Choosing the right measureYour choice of (dis)similarity measure is likely to have major impact on your results. Understanding how each measure affects your data and which one is suitable is an essential part of many analyses. The page below discusses some of these measures. If you're unable to decide on a measure, consider using our (dis)similarity wizard to help you decide what sort of measure may be most appropriate..
(Dis)similarity, distance, and dependence measures are powerful tools in determining ecological association and resemblance. Choosing an appropriate measure is essential as it will strongly affect how your data is treated during analysis and what kind of interpretations are meaningful. Non-metric dimensional scaling, principal coordinate analysis, and cluster analysis are examples of analyses that are strongly influenced by the choice of (dis)similarity measure used. Note, that while these measures may draw out certain types of relationships in your raw data, they may do so at the expense of other information present therein. Below, several key measures for asserting ecological resemblance are introduced. For a more complete overview, see chapter seven in Legendre & Legendre's Numerical Ecology (1998). For a critical view on the use of dissimilarity and distance, see Warton et al. (2012).
When choosing a distance measure, ensure that the measure reflects the ecological relationships you are concerned with. Further, some measures have mathematical properties that make them unsuitable for certain analyses. Similarly, certain analyses will only produce meaningful results when certain measures are used. If a measure listed below sounds suited to your data, use more detailed resources to learn about its properties and limitations before drawing any conclusions from analyses based upon it. The list below is not exhaustive, but aims to familiarise you with a set of commonly used measures and their uses.
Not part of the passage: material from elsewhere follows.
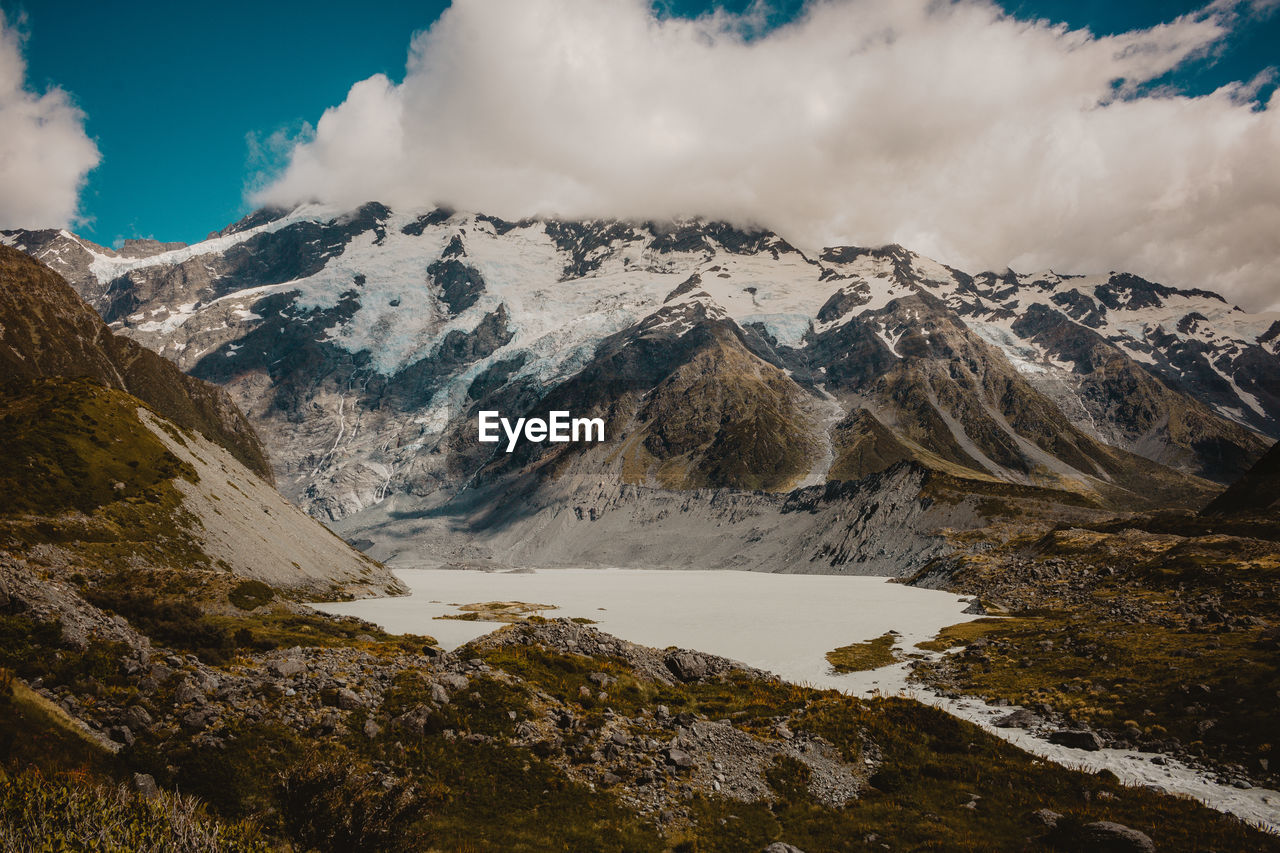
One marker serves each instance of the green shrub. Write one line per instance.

Q mode similarity measures
As noted above, similarity measures (S) are never metric, thus objects cannot be ordinated in a metric or Euclidean space based on their similarities. Converting similarities to distances can allow such ordination. This can be done simply by taking their one-complement (1-S) or its square root. Below, a few common measures are described below. For an extensive overview, see Legendre and Legendre (1998). |
Simple-matching coefficient | This coefficient gives equal weight to both forms of match - double zeros and double ones, and is thus a symmetrical coefficient. |
Jaccard coefficient | This coefficient excludes double zeros, giving equal weight to non-zero agreements ("1", "1") and disagreements ("1", "0" and "0", "1") when comparing two objects. Given a "sites x species" matrix, the Jaccard coefficient can be used to express species/OTU turnover. |
Sørensen / Dice coefficient |
This coefficient is similar to the Jaccard coefficient, however, gives double weight to non-zero agreements. This asserts that the co-occurrence or coincidence of variable states among objects is more informative or important than disagreements. This is based on the logic of the harmonic mean and is thus suitable for data sets with large-valued outliers. It may, however, increase the influence of small-valued outliers. |
Other binary measures are available which treat double-zero agreements, double-one agreements, and disagreements differently for a variety of reasons. Consider carefully if any special meaning is indicated by the different matching states of the binary variables in your data set and ensure that the measure chosen adequately reflects these.
Quantitative measures
Quantitative coefficients take into account values other than "0" and "1". Some quantitative measures lessen the effect of relatively large or small variable values in a data set to preserve overall interpretability. However, other measures are sensitive to large quantitative differences and perform better on transformed data.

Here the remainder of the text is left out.